Comentarios de Gustández: Las otras abstinencias
Por Gustavo Hernández Arbeláez
La próxima semana, con el triduo pascual, es decir, los días jueves, viernes y sábado santos, el mundo católico culmina su camino cuaresmal que desde el Miércoles de Ceniza conlleva cuarenta días de preparación para la fiesta de pascua. La cuaresma, que nos acerca al Cristo tentado en el desierto y la Semana Santa que nos recuerda su pasión, muerte y resurrección, nos invitan a tener la disposición interior y la práctica penitencial con gestos sinceros de ayuno, de oración y de ofrenda.

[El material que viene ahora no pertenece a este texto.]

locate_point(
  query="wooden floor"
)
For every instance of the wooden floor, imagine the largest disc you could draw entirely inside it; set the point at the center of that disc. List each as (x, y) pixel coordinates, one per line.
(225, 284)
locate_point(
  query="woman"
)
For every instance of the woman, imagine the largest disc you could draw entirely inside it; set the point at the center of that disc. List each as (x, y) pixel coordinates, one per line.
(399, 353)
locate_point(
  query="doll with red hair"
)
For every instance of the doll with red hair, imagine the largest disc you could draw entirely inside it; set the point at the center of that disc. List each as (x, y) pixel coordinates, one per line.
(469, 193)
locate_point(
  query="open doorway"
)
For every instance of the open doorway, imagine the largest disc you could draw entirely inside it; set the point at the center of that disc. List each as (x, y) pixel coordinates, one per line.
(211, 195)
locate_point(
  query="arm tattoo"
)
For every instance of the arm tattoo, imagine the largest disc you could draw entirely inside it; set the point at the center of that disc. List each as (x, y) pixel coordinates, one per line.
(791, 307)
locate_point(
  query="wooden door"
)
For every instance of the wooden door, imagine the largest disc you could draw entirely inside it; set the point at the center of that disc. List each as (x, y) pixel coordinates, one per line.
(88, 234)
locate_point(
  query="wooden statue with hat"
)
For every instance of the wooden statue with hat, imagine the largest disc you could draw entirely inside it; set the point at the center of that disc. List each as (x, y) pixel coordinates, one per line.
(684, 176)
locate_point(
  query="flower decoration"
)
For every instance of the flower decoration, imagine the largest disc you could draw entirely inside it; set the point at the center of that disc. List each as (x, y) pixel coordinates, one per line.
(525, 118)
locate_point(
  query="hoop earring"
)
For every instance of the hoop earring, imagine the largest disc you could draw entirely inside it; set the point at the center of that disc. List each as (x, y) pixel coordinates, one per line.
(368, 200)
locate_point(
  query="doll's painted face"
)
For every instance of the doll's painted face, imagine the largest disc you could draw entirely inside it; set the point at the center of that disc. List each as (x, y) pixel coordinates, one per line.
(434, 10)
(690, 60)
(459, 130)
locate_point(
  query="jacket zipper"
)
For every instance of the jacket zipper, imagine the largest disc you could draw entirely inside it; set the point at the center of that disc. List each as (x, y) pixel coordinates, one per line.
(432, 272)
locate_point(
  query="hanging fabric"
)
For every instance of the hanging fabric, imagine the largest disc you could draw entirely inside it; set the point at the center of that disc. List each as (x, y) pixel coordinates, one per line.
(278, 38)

Pero esas actitudes de ayuno y abstinencia que la Iglesia nos pide no consisten en meros sacrificios estomacales de mermar nuestros alimentos y creernos muy penitentes porque los viernes en lugar de comer carne comeremos pescado. No, no es lo tanto que dejemos de comer o de beber, sino la poca o mucha mortificación física que sintamos por buscar la fortaleza, la templanza y el aguante espiritual que hemos perdido en nuestra ansia cotidiana de comodidad material. No por haber corrido a que nos pusieran la ceniza para salir del templo a toda prisa quedamos libres de todo mal y peligro.
El Papa Emérito, Benedicto XVI, nos recordó que “necesitamos un poco de silencio, necesitamos un espacio sin el bombardeo permanente de imágenes… … ... es crearnos espacios de silencio y también sin imágenes, para volver a abrir nuestro corazón a la imagen verdadera y a la palabra verdadera” Estos tiempos son propicios para saber decir “no” y apagar, silenciar o bloquear la constante y incontable lluvia de palabras, sonidos e imágenes que nos llegan por la Internet, la televisión, el teléfono, los celulares, etc Y aquí son provechosas las otras abstinencias.
¿Por qué no silenciar el televisor que la mayoría de los días es el centro de nuestra atención, pero nos impide encontrarnos en el diálogo familiar tan necesario para saber cómo nos vemos, como nos sentimos, qué queremos? ¿Por qué no apagar el canal y el radio al menos mientras estamos en el comedor compartiendo los alimentos? ¿Por qué no promover la lectura de los buenos libros que nos permite más reposo, concentración, imaginación y libertad de reflexión? ¿Por qué no silenciar los labios de tantas murmuraciones y críticas para abstenernos de “comer prójimo”?
Cada cual sabrá practicar no el ayuno que más le convenga sino el que más le cueste para vivir su cuaresma y alcanzar en el silencio y en el encuentro consigo mismo una vida más plena y libre donde pueda ver en los otros el rostro de Jesús.